DB: There are so many things that connect these two books, but—personally—it’s the differences that really stand out. Whether it’s a cotranslation or not, as a translator, I’m always worried about being too comfortable with an author I’ve already translated, or seeing stylistic continuities that aren’t there. There are so many sides to Mieko’s writing, and it’s important that we do justice to that. When we were working on the translation, we spoke about similarities that we’d noticed between the books. I think that our ability to have that kind of conversation guaranteed that we wouldn’t revert to the ways we’d done things in a prior project.

HR: What have you learned about Kawakami’s voice through your translation, and what were stylistic aspects of her writing that you strove to bring over? For example, from this reader’s perspective, the heavy aesthetic work appears to occur not as much on the sentence level as on the page or paragraph level. That is, Kawakami’s clear-cut, straightforward sentences blend together to create a potent atmosphere; it happens slowly, through accretion, almost like pointillism. Is this the case in the Japanese?

DB: I can see that, especially in Heaven. Mieko’s sentences have a way of coming together to form something larger, something that can be really hard to define. Even if the effect isn’t most obvious at the sentence level, that’s where a lot of attention and effort goes when translating. Mieko’s sentences often contain “too much” or “too little,” by English standards, and I’m happy to follow the structure of the original wherever possible. I suppose I’m worried, actually, that changing things at the sentence level would negatively impact the exact thing you’re talking about.
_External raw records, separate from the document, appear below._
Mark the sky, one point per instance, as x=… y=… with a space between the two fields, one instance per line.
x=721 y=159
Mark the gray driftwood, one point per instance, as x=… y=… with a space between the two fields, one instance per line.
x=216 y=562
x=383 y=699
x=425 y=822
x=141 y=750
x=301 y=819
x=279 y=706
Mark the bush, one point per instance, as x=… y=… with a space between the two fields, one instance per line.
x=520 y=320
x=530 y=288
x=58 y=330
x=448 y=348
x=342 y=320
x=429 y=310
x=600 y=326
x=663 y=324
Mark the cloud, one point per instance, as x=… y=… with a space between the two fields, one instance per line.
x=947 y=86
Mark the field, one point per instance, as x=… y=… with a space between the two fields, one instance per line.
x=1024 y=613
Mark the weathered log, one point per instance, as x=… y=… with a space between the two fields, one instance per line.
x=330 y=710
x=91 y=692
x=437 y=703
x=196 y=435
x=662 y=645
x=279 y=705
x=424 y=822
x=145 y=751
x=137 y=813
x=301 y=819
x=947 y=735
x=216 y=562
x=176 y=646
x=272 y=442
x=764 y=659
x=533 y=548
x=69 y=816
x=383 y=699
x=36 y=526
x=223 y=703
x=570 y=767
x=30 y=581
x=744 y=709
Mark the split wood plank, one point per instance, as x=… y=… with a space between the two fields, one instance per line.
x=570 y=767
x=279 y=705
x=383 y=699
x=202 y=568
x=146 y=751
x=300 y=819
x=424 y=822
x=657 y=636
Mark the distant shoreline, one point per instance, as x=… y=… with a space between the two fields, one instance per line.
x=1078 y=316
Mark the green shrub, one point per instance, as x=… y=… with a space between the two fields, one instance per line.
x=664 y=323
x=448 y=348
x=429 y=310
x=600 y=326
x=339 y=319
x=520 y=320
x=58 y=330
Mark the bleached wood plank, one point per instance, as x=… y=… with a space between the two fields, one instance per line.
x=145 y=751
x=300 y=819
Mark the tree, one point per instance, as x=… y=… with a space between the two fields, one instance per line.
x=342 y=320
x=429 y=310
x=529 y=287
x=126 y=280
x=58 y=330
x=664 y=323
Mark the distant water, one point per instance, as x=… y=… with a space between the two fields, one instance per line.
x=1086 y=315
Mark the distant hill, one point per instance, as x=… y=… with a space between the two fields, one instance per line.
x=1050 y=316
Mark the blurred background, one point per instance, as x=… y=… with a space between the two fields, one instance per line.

SB: One of the things that constantly impresses me about Mieko’s writing is her fearless eagerness to revisit images and settings. Readers of Breasts and Eggs will remember there being multiple scenes at a bathhouse, multiple scenes set on a Ferris wheel. Recursion is a hallmark of her style. We see it popping up in Heaven too. What prevents this from feeling repetitious is a tension that builds steadily and lasts, ultimately pervading the story. Maybe this sounds crazy, but her work reminds me of those spicy peppers bred not to be spicy. Have you tried them? Coolapeños. Bite into one, and you get this spacey feeling, where you feel the heat arriving, but it never does, and instead you’re left with almost a ghost of heat that’s difficult to shake.

HR: Finally, what’s next for the two of you?

SB: We’ve finished a third book by Mieko, due out next year from Europa. I’m working on an MFA in fiction at Bennington and writing my first novel, which centers on shark fishing and weed nostalgia.

DB: I’m currently cotranslating Emi Yagi’s Diary of a Void with Lucy North. I’m also coediting a series of interviews with Japanese-English translators that should come out in some form later this year.


Mieko Kawakami’s Heaven, translated by Sam Bett and David Boyd, is out now from Europa Editions.